Kotz’s practice already uses an EHR (the Centricity Practice Solution from the Waukesha, Wis.-based GE Healthcare) and uses Clinical Content Consultants (CQIC) templates and forms. His practice will be implementing the Crimson (from the Washington, D.C.-based The Advisory Board Company) and IndiGO (from the San Francisco-based Archimedes) products to help enhance care coordination. He also plans to make enhancements to his patient portal to help activate patients.

Culture Shift Necessary to Move Payers Toward Risk-Based Payments

As part of the CPC initiative, CMS has set general parameters to create a baseline for the payment model being tested, with primary care practices receiving an upfront, non-volume based care management fee, initially set at $20 per beneficiary per month, which will allow them to integrate and strengthen their capacity to implement practice-wide quality improvement on behalf of Medicare fee-for-service beneficiaries. Beyond that, practices will develop their own shared savings and gain sharing opportunities and arrangements with private payers.

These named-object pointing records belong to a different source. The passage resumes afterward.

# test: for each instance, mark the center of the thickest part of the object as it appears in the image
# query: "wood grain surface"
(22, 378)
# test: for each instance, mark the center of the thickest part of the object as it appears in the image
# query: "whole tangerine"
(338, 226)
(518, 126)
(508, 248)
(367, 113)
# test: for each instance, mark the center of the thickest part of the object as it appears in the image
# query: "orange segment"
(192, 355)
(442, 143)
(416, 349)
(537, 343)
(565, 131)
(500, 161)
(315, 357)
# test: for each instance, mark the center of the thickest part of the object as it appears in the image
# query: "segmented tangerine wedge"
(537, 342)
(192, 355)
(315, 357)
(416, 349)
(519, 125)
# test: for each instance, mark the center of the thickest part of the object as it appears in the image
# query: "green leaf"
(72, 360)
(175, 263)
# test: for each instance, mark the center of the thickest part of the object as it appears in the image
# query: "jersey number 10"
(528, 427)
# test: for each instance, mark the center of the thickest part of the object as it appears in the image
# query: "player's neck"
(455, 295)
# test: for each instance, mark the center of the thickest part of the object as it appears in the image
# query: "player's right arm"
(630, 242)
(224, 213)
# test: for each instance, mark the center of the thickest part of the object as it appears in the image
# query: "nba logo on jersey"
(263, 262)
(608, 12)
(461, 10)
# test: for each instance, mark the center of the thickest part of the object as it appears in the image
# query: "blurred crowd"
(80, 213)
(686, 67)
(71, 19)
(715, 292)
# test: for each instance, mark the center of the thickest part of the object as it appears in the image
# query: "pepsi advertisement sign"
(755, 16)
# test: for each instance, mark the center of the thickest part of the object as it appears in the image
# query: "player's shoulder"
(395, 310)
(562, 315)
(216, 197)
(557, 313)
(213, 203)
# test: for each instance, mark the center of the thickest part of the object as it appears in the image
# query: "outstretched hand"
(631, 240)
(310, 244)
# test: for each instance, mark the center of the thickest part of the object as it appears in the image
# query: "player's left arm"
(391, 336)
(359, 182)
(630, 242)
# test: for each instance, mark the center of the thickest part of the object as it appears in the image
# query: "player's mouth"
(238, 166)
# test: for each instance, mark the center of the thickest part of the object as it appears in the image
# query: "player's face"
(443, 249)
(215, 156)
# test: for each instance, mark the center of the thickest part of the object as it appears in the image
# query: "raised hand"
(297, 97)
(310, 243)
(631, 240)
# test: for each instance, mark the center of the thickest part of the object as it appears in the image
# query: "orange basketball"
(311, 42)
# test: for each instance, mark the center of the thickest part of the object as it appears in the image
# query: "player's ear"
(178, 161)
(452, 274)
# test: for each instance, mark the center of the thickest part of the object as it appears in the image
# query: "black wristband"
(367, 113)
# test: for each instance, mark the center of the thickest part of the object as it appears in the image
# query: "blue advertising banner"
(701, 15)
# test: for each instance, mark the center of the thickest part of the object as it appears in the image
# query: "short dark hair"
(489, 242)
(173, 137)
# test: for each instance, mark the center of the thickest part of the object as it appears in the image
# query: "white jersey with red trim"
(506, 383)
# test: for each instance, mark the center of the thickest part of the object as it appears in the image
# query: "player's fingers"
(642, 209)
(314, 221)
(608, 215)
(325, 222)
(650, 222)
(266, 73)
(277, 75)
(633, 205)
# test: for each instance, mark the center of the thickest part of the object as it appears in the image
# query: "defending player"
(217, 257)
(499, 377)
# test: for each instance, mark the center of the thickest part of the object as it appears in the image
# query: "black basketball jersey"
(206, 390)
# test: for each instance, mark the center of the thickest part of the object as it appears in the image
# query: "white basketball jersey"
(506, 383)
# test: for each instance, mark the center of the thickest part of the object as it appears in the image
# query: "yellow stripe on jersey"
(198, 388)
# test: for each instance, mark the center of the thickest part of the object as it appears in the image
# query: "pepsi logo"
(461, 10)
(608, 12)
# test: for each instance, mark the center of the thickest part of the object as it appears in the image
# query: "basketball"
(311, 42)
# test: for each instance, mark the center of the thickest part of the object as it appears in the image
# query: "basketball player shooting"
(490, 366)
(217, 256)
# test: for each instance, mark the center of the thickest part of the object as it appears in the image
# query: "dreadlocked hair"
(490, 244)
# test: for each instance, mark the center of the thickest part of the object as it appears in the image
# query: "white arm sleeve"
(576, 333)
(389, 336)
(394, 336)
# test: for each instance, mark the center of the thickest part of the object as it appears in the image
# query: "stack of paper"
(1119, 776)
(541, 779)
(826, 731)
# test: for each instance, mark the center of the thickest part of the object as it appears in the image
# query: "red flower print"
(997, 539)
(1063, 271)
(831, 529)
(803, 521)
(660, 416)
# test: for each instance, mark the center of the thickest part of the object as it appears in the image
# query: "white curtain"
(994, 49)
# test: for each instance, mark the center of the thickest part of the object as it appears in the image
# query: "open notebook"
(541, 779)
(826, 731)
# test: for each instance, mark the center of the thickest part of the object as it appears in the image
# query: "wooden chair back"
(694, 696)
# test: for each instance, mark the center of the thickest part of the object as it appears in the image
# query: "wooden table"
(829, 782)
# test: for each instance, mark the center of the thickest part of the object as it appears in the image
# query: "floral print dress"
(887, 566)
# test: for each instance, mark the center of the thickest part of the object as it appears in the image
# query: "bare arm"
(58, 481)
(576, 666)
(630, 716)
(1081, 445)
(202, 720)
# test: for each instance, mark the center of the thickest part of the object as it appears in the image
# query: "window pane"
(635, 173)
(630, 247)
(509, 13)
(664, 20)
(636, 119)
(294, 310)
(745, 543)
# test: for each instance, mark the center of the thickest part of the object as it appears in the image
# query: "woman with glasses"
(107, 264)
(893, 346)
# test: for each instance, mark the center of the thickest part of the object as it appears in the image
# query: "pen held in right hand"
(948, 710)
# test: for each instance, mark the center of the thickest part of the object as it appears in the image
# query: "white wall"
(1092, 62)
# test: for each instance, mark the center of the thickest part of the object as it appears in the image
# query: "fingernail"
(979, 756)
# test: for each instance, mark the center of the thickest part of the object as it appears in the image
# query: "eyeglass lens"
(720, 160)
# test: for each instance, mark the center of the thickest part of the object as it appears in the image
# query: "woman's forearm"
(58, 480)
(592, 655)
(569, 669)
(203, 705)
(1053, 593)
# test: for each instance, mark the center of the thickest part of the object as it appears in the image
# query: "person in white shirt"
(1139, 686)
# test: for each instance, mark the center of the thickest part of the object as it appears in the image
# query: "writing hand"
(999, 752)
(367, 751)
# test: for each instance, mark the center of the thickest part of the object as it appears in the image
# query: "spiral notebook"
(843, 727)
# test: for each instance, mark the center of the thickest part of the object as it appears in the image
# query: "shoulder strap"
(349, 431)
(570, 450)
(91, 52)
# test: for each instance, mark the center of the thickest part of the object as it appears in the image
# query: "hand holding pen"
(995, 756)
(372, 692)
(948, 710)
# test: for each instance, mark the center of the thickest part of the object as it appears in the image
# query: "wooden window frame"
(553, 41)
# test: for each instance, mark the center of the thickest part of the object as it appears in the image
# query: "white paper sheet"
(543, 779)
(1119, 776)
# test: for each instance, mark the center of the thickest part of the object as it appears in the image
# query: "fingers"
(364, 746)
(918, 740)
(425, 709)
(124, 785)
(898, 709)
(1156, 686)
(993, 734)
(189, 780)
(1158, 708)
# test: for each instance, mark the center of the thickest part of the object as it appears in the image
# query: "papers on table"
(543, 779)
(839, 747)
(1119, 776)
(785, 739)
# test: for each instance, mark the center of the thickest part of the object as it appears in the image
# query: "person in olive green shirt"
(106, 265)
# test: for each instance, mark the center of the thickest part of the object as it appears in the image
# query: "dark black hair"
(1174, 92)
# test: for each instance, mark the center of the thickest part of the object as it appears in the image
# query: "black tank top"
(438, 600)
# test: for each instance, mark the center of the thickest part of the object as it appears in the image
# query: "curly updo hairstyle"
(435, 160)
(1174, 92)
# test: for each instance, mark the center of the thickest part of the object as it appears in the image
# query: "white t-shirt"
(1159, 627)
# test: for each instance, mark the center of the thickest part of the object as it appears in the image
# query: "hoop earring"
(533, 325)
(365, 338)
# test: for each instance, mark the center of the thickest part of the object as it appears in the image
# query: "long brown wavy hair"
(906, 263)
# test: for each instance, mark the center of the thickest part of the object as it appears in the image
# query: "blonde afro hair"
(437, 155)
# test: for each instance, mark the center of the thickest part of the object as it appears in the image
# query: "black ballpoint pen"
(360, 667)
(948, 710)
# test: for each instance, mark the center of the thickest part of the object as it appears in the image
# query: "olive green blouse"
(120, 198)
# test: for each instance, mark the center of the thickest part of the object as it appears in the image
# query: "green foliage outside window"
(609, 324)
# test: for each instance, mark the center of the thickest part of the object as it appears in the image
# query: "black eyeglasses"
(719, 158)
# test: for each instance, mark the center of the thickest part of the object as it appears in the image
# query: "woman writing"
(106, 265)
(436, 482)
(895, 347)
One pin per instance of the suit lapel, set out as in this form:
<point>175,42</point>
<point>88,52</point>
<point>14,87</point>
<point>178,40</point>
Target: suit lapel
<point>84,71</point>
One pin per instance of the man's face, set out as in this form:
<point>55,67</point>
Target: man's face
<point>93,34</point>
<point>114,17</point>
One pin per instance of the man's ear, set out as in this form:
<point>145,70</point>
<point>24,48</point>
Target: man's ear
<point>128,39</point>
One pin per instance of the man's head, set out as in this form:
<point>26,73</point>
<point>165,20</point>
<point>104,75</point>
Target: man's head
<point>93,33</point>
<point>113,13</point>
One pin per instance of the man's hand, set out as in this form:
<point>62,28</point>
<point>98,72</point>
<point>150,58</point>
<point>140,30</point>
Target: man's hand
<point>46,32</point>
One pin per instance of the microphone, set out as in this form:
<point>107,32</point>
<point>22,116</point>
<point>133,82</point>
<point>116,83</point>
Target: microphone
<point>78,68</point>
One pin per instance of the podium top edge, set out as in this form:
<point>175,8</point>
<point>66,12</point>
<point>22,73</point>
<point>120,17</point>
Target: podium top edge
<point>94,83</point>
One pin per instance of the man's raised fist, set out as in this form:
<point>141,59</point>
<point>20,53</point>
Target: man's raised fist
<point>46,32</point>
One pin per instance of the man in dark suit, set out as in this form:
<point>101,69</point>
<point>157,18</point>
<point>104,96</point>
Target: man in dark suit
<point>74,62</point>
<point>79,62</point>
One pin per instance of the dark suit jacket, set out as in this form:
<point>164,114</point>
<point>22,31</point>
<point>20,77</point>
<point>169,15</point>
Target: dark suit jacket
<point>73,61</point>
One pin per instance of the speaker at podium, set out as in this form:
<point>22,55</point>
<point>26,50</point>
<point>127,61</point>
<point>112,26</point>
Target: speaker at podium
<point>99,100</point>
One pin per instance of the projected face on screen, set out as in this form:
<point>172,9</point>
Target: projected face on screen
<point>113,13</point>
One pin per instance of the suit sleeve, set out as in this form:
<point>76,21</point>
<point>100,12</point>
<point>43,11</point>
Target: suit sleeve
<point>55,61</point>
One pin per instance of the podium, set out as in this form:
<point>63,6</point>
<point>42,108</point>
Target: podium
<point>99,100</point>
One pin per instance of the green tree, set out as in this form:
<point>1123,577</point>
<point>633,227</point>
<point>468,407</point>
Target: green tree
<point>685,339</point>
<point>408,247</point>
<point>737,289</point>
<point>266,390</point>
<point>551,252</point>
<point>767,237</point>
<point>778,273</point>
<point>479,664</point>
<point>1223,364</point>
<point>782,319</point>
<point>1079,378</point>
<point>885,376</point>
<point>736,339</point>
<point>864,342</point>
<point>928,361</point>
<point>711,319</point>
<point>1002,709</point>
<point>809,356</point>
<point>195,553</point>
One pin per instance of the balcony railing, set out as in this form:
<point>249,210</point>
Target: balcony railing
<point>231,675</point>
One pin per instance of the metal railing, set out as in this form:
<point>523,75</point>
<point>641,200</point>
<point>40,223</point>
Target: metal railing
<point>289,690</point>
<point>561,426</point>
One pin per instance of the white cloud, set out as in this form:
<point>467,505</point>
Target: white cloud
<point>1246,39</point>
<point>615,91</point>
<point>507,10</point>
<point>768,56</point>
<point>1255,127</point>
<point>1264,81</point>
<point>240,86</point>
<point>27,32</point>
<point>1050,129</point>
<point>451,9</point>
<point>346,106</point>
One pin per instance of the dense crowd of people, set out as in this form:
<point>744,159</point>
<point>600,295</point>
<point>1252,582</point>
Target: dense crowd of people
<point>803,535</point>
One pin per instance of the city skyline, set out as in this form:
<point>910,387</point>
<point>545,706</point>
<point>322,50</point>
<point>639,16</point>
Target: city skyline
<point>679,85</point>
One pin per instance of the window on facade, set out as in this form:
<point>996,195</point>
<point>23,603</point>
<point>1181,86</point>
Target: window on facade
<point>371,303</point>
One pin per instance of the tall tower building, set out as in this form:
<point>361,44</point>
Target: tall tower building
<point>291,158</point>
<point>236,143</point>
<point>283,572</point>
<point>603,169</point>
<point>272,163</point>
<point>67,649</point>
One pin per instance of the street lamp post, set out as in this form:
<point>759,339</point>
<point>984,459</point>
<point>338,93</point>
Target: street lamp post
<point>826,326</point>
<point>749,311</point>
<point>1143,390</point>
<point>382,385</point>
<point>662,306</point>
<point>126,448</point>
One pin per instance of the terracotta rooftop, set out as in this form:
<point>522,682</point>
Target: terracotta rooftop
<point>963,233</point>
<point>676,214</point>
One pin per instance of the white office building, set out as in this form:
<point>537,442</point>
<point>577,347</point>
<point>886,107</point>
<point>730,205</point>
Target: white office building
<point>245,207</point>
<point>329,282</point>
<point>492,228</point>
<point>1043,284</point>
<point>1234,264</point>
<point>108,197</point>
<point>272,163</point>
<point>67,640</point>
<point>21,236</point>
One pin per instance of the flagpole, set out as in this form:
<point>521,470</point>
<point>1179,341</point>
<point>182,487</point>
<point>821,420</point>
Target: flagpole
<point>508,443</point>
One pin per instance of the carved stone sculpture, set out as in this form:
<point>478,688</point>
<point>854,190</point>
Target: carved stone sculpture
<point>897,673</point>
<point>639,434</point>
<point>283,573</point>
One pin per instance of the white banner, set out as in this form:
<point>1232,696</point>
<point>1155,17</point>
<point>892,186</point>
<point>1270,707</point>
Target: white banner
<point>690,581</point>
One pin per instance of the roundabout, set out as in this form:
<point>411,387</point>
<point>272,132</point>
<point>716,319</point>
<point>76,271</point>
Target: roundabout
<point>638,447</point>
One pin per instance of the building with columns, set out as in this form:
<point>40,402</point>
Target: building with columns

“As we move forward, we will move from basing our risk adjustment on traditional methods, to practice-based methods like where the practice-based system is generating the risk stratification,” says Gordon, whose employer Rocky Mountain Health Plans is taking part in the initiative. “We’re accepting those scores because they’re credible and highly predictive; and we’re basing our payments on that model, rather than our claims history exclusively.”

There are seven private payers in western Colorado participating in the initiative; however, both Gordon and Kotz agree that a cultural change will be necessary to get to a tipping point.

“The insurance companies really need to have that cultural change to come the table and [realize] that primary care is underpaid,” says Kotz. “That’s going to be like the atomic bomb going off in their organizations; and if they don’t do it, this will fail.”

Kotz says in the first two years his practice will have a mixed payment model, with a care management fee, as well as fee for service. The next two years will involve shared savings/shared risk arrangements. Kotz admits it’s been a painful process getting payers on board to collaborate in this initiative.

“Until the healthcare system accepts the fact that transformation is a lot of work, and we need to continue to have coaches, that financial support for all Beacons around the country and all coaching around the country needs to continue,” concludes Kotz. “Unless the [IT] systems are mandated the system will be fragmented still.”